Today, moms have good reason to be concerned about how their teens use the Internet, but the truth is, online dangers pale compared to the risks of drunk driving. In 2007, 6,552 people were killed in auto accidents involving young drivers (16-20), according to the National Highway Transportation Safety Administration (NHTSA). In 2006, nearly a fifth (18 percent) of the 7,643 15- to 20-year-old drivers involved in fatal traffic crashes had a high blood alcohol level.
On the other hand, the numbers from the Crimes Against Children Research Center indicate that one child in seven has received an unwanted sexual solicitation online. However, many (possibly most) of those solicitations were from other teens, not from adult predators. Plus, most recipients didn’t view them as serious or threatening, and almost all of the young people handled the solicitations easily and effectively. The study indicated that two out of 1,500 young people interviewed had actually been sexually victimized by someone they met online.
So while the odds that a teenager will be hurt or killed driving drunk are significantly higher than being victimized by an online predator, it’s still important that you monitor their activities on the computer.
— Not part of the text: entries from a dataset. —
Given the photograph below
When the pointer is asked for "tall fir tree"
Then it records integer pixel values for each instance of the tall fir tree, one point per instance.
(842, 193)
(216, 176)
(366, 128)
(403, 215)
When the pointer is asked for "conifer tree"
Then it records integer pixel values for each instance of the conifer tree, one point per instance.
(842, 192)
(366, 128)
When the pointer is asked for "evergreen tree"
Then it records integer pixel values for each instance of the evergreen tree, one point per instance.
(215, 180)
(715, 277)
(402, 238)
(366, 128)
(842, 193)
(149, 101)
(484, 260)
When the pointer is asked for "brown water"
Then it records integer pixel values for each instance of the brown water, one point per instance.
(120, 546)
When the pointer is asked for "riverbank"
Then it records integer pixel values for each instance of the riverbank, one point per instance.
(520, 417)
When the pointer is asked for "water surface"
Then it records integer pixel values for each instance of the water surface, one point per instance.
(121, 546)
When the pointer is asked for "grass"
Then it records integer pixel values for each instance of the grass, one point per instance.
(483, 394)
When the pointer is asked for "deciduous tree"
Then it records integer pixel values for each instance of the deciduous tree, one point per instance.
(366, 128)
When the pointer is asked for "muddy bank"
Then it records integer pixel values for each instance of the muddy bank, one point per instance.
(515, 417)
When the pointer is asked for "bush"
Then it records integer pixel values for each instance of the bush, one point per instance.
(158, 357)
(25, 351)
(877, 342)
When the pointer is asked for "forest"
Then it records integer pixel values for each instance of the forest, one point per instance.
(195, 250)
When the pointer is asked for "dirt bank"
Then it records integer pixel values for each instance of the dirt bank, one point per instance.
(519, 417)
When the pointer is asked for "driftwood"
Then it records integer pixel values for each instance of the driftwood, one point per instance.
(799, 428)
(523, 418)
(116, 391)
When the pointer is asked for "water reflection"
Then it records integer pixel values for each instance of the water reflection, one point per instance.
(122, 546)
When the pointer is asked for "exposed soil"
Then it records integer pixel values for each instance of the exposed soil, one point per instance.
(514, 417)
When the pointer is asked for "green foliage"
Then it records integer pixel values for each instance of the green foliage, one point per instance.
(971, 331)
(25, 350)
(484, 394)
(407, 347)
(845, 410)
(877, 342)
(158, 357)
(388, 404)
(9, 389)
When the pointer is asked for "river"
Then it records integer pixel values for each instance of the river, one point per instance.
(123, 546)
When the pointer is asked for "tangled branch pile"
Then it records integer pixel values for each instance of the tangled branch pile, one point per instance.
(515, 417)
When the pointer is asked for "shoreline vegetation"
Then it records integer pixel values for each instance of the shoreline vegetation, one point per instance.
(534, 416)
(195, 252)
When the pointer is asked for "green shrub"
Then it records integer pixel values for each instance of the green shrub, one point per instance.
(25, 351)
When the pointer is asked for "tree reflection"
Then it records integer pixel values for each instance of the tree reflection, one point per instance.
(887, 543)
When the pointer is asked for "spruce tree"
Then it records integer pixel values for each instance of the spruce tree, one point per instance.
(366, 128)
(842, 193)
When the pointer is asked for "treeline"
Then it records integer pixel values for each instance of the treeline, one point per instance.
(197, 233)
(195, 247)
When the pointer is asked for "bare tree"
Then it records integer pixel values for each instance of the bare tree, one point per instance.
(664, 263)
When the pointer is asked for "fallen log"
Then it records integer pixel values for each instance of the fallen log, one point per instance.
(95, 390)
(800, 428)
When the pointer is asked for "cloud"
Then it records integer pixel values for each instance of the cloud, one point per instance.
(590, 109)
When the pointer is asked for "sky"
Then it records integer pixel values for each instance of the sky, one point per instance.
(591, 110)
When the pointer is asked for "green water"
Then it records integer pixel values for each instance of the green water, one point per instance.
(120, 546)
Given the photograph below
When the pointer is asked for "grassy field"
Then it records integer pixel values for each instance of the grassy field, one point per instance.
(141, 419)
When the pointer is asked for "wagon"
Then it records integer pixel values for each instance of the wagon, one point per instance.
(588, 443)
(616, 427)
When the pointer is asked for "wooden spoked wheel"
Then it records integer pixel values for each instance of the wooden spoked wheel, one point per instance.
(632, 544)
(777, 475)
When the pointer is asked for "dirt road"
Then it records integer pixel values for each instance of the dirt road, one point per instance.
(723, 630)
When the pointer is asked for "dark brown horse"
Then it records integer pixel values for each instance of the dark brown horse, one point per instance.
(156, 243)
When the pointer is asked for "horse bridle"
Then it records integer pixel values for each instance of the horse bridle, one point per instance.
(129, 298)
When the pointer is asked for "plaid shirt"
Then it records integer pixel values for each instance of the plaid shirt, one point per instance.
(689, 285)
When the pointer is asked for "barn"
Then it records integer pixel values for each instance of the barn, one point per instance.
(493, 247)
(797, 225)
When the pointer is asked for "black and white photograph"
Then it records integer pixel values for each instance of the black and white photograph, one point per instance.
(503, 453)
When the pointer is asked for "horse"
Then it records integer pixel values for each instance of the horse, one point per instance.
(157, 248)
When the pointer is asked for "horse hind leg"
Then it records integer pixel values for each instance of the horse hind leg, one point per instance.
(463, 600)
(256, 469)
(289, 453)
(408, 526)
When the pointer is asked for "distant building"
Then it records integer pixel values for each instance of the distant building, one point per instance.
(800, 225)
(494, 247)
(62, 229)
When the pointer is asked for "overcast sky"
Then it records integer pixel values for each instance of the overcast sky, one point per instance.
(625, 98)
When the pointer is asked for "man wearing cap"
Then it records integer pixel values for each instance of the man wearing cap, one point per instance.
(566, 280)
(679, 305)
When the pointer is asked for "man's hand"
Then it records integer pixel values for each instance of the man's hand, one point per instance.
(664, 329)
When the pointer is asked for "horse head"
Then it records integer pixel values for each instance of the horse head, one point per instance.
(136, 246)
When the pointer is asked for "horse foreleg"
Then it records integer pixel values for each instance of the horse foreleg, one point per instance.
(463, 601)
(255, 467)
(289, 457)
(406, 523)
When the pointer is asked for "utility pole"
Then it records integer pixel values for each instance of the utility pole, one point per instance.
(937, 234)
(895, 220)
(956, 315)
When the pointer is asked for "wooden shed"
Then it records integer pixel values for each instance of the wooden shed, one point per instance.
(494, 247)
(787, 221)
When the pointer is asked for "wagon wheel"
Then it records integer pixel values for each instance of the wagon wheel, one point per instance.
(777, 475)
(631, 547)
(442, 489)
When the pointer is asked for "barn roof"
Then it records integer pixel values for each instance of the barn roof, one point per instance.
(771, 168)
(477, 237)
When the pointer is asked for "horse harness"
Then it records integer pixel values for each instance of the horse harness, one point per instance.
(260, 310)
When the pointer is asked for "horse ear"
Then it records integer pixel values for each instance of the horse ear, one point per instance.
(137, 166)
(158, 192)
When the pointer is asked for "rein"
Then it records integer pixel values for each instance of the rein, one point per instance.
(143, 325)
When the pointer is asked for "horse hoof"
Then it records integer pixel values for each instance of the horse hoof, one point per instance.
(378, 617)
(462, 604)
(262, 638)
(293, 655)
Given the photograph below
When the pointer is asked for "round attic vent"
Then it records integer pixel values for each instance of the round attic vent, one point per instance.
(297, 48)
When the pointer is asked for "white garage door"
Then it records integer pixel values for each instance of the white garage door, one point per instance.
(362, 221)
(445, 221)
A recent study by a leading software manufacturer indicated that a third have cleared their browser history to hide their online activity from their parents. More than half of teens have given out personal information to strangers, and more than a third of girls have sent their photo to a stranger they met on the Internet.
So what should a concerned parent do with kids living in the computer age?
1) Don’t overreact. Remember that kids push back when parents get too overbearing—even for the right reasons. Start with a conversation, not a lecture about the dangers of the Internet.
2) Talk. Keep the communication lines open with your teen. Learn what they’re doing online, and even surf the Web together. As long as your teen is talking with you, chances are they won’t get into trouble.
3) Keep the computers out in the open. I’ve long been a critic of allowing children—and even teens—to have computers in their room. If at all possible, keep the computer out where others can see what they’re doing. Make it tough for them to look at sites you wouldn’t approve.
4) If you really believe your child is viewing pornography, get good advice. Even getting rid of the computer will only make them go to a friend's house, where you’ve really lost control. Christian organizations like xxxchurch.com have resources to help those involved in pornography. Some organizations have even created accountability software that automatically sends an email to parents when their kids go to a sexually explicit site.
The bottom line is, be aware. Talk to your kids and stay a vital part of their online world. Today more than ever, young people are being bombarded with media messages, and those messages are more violent and sexually explicit than ever.
Because kids have access to online tools everywhere—at home, at a friend's house, at school and more—it’s virtually impossible to police their every moment. So the best protection is their own sense of right and wrong. It may be the best way to keep them out of trouble.